The man in the passenger seat retrieved a pistachio from the oil-stained bag in his hand and maneuvered it into his mouth, cracking the shell with his back molars. But he kept his eyes on the museum the whole time.
“I did indeed, Mr. Jefferson,” he answered at last.
The wind whipping down 125th Street in the wake of the zippering trolleys was brisk, and Memphis Campbell blew on his hands for warmth. A tall ladder leaned against the outside of a brownstone where two men hoisted a banner above a second-floor window: MISS CALEDONIA: READER OF OBJECTS, HEALER OF MALADIES, DIVINER EXTRAORDINAIRE. Memphis shook his head. Everywhere he looked, it seemed people were trying to cash in on the Diviners craze.
As he walked with his younger brother, Isaiah, and old Blind Bill Johnson, Memphis counted the signs hanging from doorways or posted in windows up and down the streets of Harlem: FATHER FORTUNE WILL FREE YOU FROM HARM. MYSTICAL MOHAMMED, TELLER OF TRUTHS FROM BEYOND. OBEAH MAN: PALMS READ, FORTUNES TOLD, CURSES LIFTED. Most of them couldn’t tell a crystal ball from a bowling ball. And the only fortunes were the ones they were collecting from gullible clients.
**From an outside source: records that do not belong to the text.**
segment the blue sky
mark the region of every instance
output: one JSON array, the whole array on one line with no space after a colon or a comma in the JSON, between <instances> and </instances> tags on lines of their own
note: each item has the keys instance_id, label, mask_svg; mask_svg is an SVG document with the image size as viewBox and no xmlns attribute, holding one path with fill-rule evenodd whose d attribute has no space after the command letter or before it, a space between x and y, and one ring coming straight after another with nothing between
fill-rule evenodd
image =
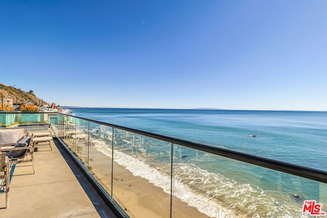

None of them had half the stuff Isaiah did, and Memphis knew it galled his little brother not to be lapping up the attention. Ever since Isaiah had gotten sick, their aunt Octavia had kept a watchful eye on him, preaching about “the dangers of the Devil’s business.”
“You remember what happened? How you lay in that bed for three days?” she’d said, pronouncing each word as if she were spitting it into stone to stand the test of time. “Jesus healed you, so don’t you go throwing his blessings away. This family has no business with Obeah men, mambos, houngans, and card readers. And we certainly don’t have business with Miss Margaret Walker. Never again.”
But it hadn’t been Jesus who’d healed Isaiah. It had been Memphis himself.
He’d never told his aunt that he’d gone to his brother’s bedside as Isaiah lay in that sleep between life and death. In secret, he’d put his hands on his brother, and the power he’d thought had left him forever the night he tried to cure his dying mother had rushed through him once more, just as it used to do back when he was the Harlem Healer, curing the sick in a storefront church with his mother looking on and praising God. It seemed that Memphis had been given a second chance at his gift. He didn’t know why. But he did know that this time, he’d figure it out on his own terms. And no one, except for Theta, would need to know until he was ready.